« À partir d’une histoire vraie »: cette simple mention avant le générique ouvrant le film suffirait à nous faire sortir de la salle. Elle parasite la fiction, l’affadit. Or la fiction peut encore dépasser la réalité, la transfigurer, comme on le voit avec ce roman de Louis-Philippe Dalembert, Avant que les ombres s’effacent. De Łódź à Haïti, en passant par Berlin et Paris, on traverse le siècle, les continents et les langues.
Louis-Philippe Dalembert, Avant que les ombres s’effacent. Sabine Wespieser, 296 p., 21 €
On est à Port-au-Prince en janvier 2010. Le séisme qui a dévasté l’île d’Haïti a suscité des élans de solidarité. Parmi celles et ceux qui sont venus prêter main-forte aux secouristes, une jeune femme rousse, Deborah. Elle est née en Israël, est la petite-fille de Ruth Schwartzberg, exilée allemande ayant quitté Berlin pour la Palestine en 1938. Assise dans la véranda, elle écoute les récits de Ruben, neveu de Ruth.
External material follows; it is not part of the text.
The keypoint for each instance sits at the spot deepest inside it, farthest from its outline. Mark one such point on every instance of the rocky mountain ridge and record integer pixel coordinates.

Il a quitté Berlin un peu plus tard, a trouvé refuge à Haïti, après qu’un décret-loi a permis à un grand nombre de Juifs menacés par le régime nazi de venir dans l’île. Mais le voyage de Ruben a été plus long, plus incertain, constitué de péripéties qu’on peut qualifier de romanesques, à ceci près qu’elles appartiennent à l’Histoire du XXe siècle. Et, on peut hélas le dire, à celle du XXIe. Ruben n’aime pas trop évoquer le passé. Il ne fréquente pas « la piste boueuse de cette singulière mémoire ». Il a fallu que Sara insiste pour qu’il dise à ses propres enfants d’où il venait. Au nom de son identité haïtienne, aussi : « Ici, tout le monde vient d’ailleurs […] Les racines des uns se sont entremêlées à celles des autres pour devenir un seul et même tronc. Aux multiples ramifications, certes, mais un tronc unique. À vouloir les dénouer, on risque le dessèchement du tronc tout entier ». On méditera, ici ou là, le propos du personnage de Louis-Philippe Dalembert.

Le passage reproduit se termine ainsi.